Typically, photographs are windows looking out to an event that occurred at a moment in time. In other words, a photograph is evidence of something someone saw. I am a photographer in this sense, but photography as described above is the starting place for my artwork. When I compose an image with a camera I see the way appearances form a scene in the viewfinder, but I also visualize how that image could tell a story when juxtaposed in relationship to other images. Part of the process is juxtaposing images in order to express stories and ideas in visually poetic ways.
In addition to the camera, I am interested in using other tools for image making. Light is the most important tool and the camera allows me to shape and control the presentation of light. Yet razor blades, X-acto knives, and transparent tape are also tools I use in order to craft my images. These tools allow me to physically reconfigure and juxtapose images as the elements of a visual language. Manipulating images by arranging their proximity to one another in a composition can create photograph that speaks more than the sum of its parts.
Hand craftsmanship is at the center of my process. I naturally use my hands to solve artistic problems inherent in the practice of bringing to an idea to form. I need to touch, sculpt, and compose physical photographic negatives and other materials into a final composite image.
There can also be a digital component to my process. I may start with a digital capture and print a large format negative from the file. Sometimes I scan the final composition to capture a digital image. But none of my images are composed or composited in Photoshop. The Photoshop image will never, as Misha Gordin points out, “have the imperfections that makes it alive.” There is evidence of the human touch in the creative process of the crafted image. For my photography that skillful, exacting touch is an essential element in my compositions. That physical human contact instills life experience into the ideas I want to express.
The subject matter of all photography is light and the mysterious way light displays appearances. But my work is about using photography to explore, tell stories, to poetically express with photographs the mystery of appearances. I am fundamentally curious about the way we experience all the things we see. It seems fascinating that we perceive and find meaning in the wide variations of colors and in the play of light and shadow on infinite forms. We somehow absorb what we perceive by consuming light impressions while the mind mysteriously attaches preferences, opinions, and concrete determinations.

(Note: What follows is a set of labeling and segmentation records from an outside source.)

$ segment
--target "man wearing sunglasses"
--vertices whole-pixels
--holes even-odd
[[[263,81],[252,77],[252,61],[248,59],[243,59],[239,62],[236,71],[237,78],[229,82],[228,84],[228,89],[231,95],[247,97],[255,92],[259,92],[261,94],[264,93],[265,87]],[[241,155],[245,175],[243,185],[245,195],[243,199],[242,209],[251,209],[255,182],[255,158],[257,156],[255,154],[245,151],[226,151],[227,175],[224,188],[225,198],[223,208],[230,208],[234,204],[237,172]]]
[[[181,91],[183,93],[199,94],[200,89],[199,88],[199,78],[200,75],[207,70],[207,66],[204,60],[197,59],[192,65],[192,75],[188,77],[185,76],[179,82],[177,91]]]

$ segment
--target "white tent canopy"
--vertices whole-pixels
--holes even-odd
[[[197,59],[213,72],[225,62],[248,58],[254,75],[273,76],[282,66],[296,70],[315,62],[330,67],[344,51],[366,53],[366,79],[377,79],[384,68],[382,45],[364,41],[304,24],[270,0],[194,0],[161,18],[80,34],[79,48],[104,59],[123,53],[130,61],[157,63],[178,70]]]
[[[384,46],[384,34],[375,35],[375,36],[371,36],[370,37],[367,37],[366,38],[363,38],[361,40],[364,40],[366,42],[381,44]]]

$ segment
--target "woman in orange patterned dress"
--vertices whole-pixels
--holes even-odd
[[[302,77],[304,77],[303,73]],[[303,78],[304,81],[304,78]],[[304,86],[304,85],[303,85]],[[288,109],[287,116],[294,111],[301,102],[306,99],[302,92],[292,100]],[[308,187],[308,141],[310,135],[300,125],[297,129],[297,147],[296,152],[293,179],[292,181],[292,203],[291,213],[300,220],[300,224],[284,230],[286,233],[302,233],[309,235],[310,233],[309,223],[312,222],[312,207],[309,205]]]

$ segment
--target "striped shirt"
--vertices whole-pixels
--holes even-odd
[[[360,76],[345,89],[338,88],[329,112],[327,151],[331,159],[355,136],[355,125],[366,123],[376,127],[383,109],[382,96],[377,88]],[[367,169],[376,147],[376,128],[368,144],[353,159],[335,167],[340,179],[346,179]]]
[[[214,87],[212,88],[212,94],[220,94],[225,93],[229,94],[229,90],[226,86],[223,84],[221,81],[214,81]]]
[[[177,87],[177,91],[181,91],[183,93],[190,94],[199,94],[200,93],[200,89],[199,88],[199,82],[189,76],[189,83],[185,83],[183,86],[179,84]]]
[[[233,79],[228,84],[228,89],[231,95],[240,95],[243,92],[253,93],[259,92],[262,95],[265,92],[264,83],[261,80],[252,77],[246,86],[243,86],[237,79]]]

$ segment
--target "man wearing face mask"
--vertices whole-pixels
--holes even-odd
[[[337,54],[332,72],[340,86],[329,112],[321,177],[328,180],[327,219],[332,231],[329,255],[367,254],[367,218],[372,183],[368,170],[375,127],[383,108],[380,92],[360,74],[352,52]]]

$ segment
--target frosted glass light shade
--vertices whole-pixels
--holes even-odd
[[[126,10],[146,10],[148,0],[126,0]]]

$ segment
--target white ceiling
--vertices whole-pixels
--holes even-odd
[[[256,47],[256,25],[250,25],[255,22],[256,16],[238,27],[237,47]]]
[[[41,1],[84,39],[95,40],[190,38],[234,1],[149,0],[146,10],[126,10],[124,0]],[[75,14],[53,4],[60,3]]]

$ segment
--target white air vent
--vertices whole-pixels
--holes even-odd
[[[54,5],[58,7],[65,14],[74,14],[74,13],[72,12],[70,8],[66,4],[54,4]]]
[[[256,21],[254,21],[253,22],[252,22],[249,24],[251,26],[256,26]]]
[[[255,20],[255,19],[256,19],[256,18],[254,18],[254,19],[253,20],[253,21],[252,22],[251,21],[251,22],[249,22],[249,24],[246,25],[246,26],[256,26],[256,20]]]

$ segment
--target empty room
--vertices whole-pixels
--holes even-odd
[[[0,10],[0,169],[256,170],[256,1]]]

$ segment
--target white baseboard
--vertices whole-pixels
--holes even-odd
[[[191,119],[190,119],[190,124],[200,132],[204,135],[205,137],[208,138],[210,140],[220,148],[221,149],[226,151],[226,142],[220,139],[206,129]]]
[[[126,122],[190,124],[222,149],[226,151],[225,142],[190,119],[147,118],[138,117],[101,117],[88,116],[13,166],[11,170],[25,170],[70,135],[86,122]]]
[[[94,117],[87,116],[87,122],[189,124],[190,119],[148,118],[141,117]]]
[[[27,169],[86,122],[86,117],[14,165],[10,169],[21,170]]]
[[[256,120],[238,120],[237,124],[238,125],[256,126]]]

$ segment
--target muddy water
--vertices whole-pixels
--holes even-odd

We perceive appearances with all our senses. But what most interests me is how the eyes and the mind work together to capture and collect appearances. Appearances are stored as images attached to experiences. Those experiences are then, like photos put in an album, committed to memory as information/images. In some ways we are like subjective cameras. Our minds habitually transform, transmute, and recreate everything we see during the process of storing memories. I have heard that we naturally do this so our experiences will support our beliefs and our individual ways of seeing the world.
Ultimately I want to understand the mystery of appearances and the relationship perception has with appearances. As an expressive photo-artist, this topic inspires me to investigate and explore my own relationship to perception and the way it influences my understanding of the world. Because I have an appreciation for visual complexity, I want to translate my ideas into beautifully complex, poetic images. I sense that craftsmanship and the content in my images can lead me closer, with each photograph, to some recognition of appearances, not as we perceive them, but as they really are.